精神科や心療内科の敷居が低くなった現代、「なんとなく、気分が沈む」などの理由で受診する人もいるでしょう。一見して些細な不調であっても、精神疾患のサインであることも考えられるので、医師に診察してもらい、必要であれば服薬をすることに、大きな意味があります。

とはいえ「医療保険に加入できなくなるから、精神的な不調が続いても、精神科に行くのはやめる」というのは、医療との正しいかかわり方とはいえません。

●健康状態の告知について
医療保険に加入する際には、健康状態の告知や医師による診査が必要となります。精神科だけに限らず、一定期間内に医師の診察や検査、投薬などを受けたことがあるなら、生命保険会社に必ず正直に伝えなければなりません。

●告知しなければならない内容
・過去の一定期間内に医師の診察・検査・治療・投薬を受けたことがあるか
・過去の一定期間内に、病気やケガで手術を受けたことがあるか
・がん(悪性新生物)にかかったことがあるか
・過去の一定期間内に健康診断や人間ドッグ、がん検診などで「要再検査」「要精密検査」「要治療」の指摘を受けたことがあるか
・女性の場合、妊娠しているかどうか

厚生労働省が指定する「5大疾患」とは?

厚生労働省は、重点的に対策に取り組むべき5つの疾患として「ガン」「脳卒中」「急性心筋梗塞」「糖尿病」「精神疾患」を指定しています。このうち、精神疾患は2011年7月に指定の対象となり、それまでの「4大疾患」に精神疾患が加えられた形となりました。

精神科や心療内科を受診する人は、どのくらい増えているのでしょうか?

厚生労働省の「患者調査」、平成26年のデータによると、「精神及び行動の障害」で入院した人は265.5万人、外来を受診した人は257.7万人です。悪性新生物(ガン)での入院は129.4万人、外来受診は171.4万人であり、糖尿病による入院は20.9万人、外来受診は222.3万人なので、精神及び行動の障害の患者数がいかに多いかがわかります。

精神科に通院していても加入できる医療保険はある?

厚生労働省「受療行動調査」の平成26年のデータによると、「精神及び行動の障害」で外来を受診した人の72.7%はなんらかの自覚症状があって受診しています。しかし、どのような病気でもそうですが、自覚症状があったり、健康診断などで指摘された項目があり病院を受診しても、明確な病名がつかないこともあります。
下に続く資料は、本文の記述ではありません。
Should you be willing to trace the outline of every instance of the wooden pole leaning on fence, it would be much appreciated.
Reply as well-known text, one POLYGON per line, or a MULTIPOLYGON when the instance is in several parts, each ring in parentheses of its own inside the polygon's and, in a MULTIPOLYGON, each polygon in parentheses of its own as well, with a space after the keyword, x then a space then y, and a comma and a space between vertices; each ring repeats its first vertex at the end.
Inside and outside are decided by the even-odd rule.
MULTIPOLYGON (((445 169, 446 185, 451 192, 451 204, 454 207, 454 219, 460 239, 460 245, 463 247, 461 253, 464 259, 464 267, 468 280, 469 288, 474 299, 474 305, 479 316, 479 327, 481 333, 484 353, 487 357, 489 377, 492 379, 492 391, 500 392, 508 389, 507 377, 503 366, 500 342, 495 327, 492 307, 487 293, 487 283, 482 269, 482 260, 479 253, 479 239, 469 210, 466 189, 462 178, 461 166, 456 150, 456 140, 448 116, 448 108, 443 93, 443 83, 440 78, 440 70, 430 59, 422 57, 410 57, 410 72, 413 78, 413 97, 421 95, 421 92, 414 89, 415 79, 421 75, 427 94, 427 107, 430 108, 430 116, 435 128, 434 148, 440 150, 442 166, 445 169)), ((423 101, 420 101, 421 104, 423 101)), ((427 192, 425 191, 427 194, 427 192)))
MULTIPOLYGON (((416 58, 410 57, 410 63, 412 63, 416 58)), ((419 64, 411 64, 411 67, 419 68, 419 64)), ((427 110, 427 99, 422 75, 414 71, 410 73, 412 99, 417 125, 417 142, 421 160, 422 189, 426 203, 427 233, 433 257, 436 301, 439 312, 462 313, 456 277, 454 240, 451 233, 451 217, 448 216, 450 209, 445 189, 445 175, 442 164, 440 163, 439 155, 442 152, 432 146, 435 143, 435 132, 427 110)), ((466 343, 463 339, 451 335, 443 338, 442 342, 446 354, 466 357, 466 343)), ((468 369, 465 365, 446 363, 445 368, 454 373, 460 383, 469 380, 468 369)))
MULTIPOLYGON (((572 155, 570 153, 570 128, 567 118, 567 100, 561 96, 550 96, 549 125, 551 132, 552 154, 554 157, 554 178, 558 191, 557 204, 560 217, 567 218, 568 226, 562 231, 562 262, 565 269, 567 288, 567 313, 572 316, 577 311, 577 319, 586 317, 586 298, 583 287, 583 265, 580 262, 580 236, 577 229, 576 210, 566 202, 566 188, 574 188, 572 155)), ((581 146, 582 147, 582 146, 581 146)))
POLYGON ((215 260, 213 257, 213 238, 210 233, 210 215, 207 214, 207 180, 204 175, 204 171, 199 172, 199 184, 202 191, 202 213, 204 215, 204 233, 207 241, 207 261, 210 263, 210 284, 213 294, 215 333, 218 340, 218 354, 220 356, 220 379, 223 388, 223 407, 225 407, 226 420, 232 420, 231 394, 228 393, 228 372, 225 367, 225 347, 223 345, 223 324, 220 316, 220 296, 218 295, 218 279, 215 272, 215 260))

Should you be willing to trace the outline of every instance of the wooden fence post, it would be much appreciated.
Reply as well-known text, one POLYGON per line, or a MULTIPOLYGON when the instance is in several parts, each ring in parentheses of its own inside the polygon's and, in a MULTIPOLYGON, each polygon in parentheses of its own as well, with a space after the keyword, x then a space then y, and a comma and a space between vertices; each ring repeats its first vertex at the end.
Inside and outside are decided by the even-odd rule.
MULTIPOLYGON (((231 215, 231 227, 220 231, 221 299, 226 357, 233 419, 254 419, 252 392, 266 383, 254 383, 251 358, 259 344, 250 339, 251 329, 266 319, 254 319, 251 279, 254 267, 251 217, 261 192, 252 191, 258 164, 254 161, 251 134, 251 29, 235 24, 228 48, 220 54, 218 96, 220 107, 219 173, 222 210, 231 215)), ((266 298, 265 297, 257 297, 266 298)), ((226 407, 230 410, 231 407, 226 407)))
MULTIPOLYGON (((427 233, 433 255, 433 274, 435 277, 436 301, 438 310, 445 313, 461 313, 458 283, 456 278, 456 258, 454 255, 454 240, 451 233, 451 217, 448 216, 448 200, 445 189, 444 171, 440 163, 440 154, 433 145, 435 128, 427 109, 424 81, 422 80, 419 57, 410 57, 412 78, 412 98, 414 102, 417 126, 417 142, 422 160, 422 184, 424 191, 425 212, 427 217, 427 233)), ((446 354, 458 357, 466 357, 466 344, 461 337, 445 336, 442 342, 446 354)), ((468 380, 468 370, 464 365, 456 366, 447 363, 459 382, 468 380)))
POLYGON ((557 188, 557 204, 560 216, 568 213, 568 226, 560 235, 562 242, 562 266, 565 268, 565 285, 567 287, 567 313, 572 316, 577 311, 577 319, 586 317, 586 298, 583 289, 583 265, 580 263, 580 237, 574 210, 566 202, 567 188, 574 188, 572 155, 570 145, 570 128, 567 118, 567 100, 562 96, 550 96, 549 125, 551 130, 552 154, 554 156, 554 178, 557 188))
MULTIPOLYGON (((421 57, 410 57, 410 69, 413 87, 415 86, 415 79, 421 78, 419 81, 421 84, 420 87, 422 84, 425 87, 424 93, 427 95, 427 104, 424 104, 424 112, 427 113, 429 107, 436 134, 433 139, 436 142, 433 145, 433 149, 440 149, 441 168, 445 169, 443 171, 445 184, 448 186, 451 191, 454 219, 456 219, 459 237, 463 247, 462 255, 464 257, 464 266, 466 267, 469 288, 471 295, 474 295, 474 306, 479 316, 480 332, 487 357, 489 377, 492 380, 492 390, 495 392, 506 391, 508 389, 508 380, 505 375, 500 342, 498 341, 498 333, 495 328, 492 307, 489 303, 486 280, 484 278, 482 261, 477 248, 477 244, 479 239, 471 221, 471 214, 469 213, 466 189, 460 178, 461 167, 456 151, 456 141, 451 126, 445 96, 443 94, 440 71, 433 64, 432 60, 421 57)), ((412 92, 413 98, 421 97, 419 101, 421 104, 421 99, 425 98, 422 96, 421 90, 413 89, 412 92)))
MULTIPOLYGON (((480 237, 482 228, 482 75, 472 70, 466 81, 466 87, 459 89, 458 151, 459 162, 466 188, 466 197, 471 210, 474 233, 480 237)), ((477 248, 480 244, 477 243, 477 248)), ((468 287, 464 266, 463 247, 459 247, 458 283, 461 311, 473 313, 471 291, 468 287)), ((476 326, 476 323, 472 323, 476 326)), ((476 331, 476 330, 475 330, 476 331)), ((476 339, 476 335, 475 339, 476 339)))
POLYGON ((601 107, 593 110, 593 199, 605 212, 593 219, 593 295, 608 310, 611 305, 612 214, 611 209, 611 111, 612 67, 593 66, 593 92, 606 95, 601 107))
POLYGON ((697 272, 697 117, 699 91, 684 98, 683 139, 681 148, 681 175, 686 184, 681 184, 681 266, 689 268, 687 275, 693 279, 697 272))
「精神科を受診した」という事実は、生命保険会社に告知しなければなりません。しかし、「病名がついていない」「投薬なども受けていない」ということも含めて記入すれば、医療保険に加入できる可能性が出てきます。

精神疾患と診断されても、加入できる保険はあるのか

精神科に通院している人の中でも、精神疾患と診断されている場合の保険加入は、次の2つの問題をはらんでいます。
・精神疾患と診断された人も契約できる保険は数や種類が少ない
・判断力の低下などを理由に、保険契約を断られる可能性もある

このような点を踏まえて、それでも医療保険に加入したい場合は、次のような商品なら加入できる可能性があります。

●緩和型医療保険
通常の医療保険に比べて、告知事項や診査基準が緩和されたタイプです。保険料は、通常の医療保険より高額になり、保険に加入する時点で診断や治療を受けている疾病(持病)については保障の対象外となるなど、さまざまな条件が設けられています。

●無選択型保険
告知をせずに加入できる保険です。ただし、保険料が割高に設定されていることや、支払われる給付金額も上限が低く設定されているなど制約もあります。

●がん保険
精神疾患の人も、がん保険なら加入できるというケースはあります。

医療保険以外の方法で病気やケガに備える

精神科に通院しながら、仕事を続けている人もいます。でも、精神疾患が理由で、働くことが難しくなったり、医療費がかさんだりする場合に備えて、公的な制度について知っておきましょう。医療保険に加入できなくても、公的制度を利用して、経済的な負担を少しでもカバーする方法があるのです。

●障害年金
病気やケガなどによって、生活や仕事などが制限されるようになった場合に、障害年金を受け取ることができるかもしれません。国民年金に加入している人は「障害基礎年金」、厚生年金に加入している人は「障害厚生年金」の支給を受けることができます。

●障害者自立支援法(自立支援医療費など)
この法律により、ホームヘルプサービスなどが提供されることや、自立支援医療(公費負担医療)の給付が行われることが定められています。

●障害者扶養共済制度(しょうがい共済)
障害のある人を扶養している保護者が加入し、毎月一定の掛け金を支払います。保護者自身が亡くなった場合や重度の障害を負った場合に、障害のある人に一生涯にわたって一定額の年金が支給されます。

●健康保険の傷病手当金
会社員や公務員で健康保険に加入している人は、業務外の病気やケガで仕事ができなくなったとき、傷病手当金制度を利用できます。

●高額療養費制度
入院や手術などのために、高額な医療費が必要となったときは、高額療養費制度を利用することができます。病院から請求される医療費のうち、自己負担限度額を超えた部分について、後に払戻しを受けることができます。また、事前に「限度額適用認定証」を取得しておけば、病院窓口で支払う医療費を、自己負担限度額内に抑えることもできます。

●預貯金による備え
病気やケガの際に必要となるお金を、保険ではなく預貯金で確保するという方法もあります。せっかく貯めたお金を使ってしまわないよう、意志を強く持つことが必要ですが、病気やケガをしなかった場合には、自由に使えるお金が手元に残る、というメリットもあります。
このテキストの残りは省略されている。